Between these two ends of the river, Eleri runs through wooded valleys, only really touching any significant place of human habitation when crossed by the main road north from Aberystwyth at the village of Talybont where, joined by the waters of the Ceulan, the rushing waters once powered a woollen mill. Along the ridges of the valleys around here are a series of hill forts built to watch the approaches from the sea and now providing spectacular viewpoints to anyone with the energy to climb to them. Though I have walked from source to estuary, it is in these middle stretches that I came to know and love Eleri. There are places where it is possible to sit watching the flow for hours without seeing another person. These, to me, are sacred waters, the well of life flows through me when I sit here and I am part of the flow. And it is here, and in the woodlands along and above the valley, that I come to meditate and to commune with the spirits of the valley. The map of it I have in my mind is populated with sacred places to which I can go, on foot or in imagination, whenever world space or mind space allows.

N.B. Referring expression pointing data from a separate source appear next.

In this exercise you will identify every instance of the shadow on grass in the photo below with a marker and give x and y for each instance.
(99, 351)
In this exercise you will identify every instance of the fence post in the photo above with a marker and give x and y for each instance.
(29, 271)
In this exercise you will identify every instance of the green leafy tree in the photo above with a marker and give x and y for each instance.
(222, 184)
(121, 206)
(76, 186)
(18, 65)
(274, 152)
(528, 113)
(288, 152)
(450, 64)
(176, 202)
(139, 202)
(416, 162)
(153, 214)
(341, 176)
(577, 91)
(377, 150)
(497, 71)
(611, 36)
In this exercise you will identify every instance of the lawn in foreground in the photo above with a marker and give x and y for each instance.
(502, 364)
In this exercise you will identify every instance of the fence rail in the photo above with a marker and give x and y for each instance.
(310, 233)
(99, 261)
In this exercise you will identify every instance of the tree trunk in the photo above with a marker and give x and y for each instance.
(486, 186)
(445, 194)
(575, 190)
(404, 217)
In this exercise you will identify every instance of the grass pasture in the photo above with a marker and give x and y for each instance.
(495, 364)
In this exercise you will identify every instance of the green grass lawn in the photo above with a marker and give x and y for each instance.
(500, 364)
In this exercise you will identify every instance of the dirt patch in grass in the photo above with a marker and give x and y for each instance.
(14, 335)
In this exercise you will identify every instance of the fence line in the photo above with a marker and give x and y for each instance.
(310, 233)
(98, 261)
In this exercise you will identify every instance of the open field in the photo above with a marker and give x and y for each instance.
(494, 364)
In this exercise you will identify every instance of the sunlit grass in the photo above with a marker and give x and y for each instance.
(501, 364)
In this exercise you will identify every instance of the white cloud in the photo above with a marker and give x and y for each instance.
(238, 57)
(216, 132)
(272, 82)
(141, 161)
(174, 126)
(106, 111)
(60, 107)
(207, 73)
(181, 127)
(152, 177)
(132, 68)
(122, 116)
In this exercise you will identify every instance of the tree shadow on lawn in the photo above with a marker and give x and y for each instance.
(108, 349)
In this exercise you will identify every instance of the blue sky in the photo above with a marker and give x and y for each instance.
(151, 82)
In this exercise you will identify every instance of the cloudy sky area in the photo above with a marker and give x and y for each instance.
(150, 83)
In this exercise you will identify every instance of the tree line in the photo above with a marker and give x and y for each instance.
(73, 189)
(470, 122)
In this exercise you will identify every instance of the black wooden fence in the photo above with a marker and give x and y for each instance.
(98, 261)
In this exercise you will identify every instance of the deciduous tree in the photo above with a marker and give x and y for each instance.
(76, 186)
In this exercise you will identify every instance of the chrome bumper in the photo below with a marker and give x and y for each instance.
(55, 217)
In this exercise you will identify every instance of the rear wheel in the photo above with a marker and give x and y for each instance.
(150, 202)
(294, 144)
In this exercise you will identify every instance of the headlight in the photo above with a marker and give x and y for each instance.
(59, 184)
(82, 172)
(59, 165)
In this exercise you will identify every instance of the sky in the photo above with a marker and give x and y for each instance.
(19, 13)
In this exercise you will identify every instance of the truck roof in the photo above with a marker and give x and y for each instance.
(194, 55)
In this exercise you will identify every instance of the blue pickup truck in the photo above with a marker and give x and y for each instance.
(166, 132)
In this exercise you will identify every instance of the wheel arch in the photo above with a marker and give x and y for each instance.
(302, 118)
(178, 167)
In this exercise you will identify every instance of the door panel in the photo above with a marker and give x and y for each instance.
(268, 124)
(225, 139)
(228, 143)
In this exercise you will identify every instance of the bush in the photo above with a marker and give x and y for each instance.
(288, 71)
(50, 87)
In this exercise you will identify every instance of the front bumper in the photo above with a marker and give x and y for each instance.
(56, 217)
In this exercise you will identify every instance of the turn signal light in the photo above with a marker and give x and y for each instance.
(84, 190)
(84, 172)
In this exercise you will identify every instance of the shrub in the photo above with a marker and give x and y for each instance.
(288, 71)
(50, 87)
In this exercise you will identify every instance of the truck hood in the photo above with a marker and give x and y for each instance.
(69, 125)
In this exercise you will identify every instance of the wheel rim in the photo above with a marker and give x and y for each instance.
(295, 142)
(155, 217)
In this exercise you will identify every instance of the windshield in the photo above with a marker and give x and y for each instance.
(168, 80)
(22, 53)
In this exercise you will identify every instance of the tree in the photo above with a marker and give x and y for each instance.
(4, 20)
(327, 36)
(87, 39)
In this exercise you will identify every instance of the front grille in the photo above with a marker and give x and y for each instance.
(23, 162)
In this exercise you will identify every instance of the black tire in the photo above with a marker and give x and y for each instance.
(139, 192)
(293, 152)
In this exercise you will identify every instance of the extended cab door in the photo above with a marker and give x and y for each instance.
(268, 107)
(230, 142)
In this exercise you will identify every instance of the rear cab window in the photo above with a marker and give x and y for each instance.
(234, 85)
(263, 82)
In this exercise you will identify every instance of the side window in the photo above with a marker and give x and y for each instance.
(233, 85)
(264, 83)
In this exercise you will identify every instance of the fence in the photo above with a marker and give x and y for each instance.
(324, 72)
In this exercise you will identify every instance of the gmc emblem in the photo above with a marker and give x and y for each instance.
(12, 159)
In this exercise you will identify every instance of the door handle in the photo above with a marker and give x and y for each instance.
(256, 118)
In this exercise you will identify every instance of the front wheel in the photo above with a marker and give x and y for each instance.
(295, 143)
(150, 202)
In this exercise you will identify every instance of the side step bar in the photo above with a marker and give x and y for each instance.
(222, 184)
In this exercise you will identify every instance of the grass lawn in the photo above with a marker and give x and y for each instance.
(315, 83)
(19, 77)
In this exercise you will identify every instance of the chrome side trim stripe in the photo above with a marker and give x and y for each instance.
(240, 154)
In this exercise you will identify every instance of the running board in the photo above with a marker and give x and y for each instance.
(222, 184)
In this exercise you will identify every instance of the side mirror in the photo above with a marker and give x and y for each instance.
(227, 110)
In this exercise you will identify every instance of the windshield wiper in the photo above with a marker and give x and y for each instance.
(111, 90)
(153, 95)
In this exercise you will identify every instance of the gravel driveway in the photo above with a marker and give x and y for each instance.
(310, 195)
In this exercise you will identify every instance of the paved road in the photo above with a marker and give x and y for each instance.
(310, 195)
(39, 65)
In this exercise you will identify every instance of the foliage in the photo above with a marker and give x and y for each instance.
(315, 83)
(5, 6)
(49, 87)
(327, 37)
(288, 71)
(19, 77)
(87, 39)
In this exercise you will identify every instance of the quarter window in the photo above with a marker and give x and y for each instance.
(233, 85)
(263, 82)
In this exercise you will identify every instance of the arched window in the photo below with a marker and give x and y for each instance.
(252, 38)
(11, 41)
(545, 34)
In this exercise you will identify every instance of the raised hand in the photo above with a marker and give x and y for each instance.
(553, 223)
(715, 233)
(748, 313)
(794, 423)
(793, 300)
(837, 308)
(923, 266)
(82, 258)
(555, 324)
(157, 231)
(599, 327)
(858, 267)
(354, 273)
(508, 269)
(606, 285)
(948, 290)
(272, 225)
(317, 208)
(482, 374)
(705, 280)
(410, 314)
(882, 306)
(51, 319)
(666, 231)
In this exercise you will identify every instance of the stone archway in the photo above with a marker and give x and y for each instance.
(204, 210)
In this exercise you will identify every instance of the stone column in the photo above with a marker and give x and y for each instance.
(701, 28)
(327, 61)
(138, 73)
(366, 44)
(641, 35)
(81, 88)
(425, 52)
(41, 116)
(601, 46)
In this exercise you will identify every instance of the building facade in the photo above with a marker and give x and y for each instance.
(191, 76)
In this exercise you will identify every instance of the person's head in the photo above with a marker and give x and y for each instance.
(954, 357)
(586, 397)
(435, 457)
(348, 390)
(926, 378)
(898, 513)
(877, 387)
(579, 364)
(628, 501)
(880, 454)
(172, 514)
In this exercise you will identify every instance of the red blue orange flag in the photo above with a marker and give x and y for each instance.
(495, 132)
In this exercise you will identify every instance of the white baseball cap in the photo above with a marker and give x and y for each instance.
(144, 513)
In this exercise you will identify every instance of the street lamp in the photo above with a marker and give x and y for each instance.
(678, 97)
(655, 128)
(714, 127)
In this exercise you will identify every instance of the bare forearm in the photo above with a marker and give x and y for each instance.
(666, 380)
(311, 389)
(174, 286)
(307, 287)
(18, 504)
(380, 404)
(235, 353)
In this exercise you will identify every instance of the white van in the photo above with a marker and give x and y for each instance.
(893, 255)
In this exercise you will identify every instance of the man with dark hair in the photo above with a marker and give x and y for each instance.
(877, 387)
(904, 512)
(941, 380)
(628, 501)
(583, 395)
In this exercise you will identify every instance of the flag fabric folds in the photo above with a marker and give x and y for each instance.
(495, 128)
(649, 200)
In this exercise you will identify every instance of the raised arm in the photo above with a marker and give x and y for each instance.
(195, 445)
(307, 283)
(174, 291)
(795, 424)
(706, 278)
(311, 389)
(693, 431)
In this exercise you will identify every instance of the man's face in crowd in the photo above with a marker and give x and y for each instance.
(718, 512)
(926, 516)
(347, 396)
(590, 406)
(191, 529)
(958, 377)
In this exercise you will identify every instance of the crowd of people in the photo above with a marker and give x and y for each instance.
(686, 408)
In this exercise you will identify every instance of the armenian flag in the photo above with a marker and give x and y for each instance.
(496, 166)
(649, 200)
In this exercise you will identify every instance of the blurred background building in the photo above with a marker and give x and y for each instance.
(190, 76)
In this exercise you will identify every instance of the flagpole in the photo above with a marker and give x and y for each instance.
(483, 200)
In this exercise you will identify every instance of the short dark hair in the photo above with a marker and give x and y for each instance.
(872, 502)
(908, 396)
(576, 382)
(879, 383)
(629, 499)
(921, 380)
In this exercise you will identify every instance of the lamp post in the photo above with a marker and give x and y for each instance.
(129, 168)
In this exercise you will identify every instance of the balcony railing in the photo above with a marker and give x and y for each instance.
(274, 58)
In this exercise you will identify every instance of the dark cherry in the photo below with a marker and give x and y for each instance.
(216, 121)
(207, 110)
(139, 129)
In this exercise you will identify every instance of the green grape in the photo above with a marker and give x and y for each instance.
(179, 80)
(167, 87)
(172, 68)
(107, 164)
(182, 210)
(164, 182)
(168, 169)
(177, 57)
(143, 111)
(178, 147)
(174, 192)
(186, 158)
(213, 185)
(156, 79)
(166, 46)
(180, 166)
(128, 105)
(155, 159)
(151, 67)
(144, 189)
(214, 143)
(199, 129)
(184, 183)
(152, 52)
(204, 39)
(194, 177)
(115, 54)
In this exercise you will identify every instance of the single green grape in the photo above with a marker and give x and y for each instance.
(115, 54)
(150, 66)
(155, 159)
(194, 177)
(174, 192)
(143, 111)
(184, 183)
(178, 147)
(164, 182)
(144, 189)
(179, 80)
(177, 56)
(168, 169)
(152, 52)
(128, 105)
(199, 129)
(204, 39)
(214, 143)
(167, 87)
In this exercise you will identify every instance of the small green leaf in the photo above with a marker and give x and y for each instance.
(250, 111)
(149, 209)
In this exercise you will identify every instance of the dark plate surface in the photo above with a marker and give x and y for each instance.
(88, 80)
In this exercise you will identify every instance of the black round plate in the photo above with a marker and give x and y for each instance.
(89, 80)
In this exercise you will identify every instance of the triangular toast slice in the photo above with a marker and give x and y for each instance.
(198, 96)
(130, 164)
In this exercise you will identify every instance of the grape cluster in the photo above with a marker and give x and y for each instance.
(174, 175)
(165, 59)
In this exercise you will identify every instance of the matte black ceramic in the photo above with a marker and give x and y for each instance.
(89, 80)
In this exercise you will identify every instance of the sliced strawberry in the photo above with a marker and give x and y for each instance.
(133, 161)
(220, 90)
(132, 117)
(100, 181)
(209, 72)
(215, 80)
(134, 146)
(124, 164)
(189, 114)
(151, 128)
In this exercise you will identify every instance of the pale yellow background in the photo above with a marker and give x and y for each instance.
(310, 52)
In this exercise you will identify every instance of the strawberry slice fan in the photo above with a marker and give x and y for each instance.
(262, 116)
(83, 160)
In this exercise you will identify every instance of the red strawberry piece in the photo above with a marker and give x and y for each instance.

There is a place where the river swirls around a bend and runs over rocks making a music that I have sat and listened to, entranced. And I have knelt in the rushing waters and the words of a ritual for crossing to the Realms came to me from many years before: “Running Waters, Speaking Stones …”. And I have listened to the voice and responded with a blessing and a kiss, which she took, laughing, and tumbled it away.
There is a wood of oak, beech and birch above this spot, enclosed within a larger forest, where I have planted a seed of love in a mossy hollow and where the trees always welcome me when I come to sit among them to converse with the wights of the wood and feel myself in their company. Here I have felt closest to the Spirit World more often than anywhere else. There are times when the trees enclose me and the ground shifts beneath my feet and the wind blowing through that place is a spirit wind at once swift as an arrow and as still as a pond of clear water. Then when I emerge from the wood onto the forestry road it’s as if I have arrived there suddenly from I know not where. So I come often to these places and follow Eleri from her source in the mountains to her meeting with the sea. And if she is always running to the legendary realm of Cantre’r Gwaelod, so too am I always walking the paths to the Realms when I follow her winding way through the woods.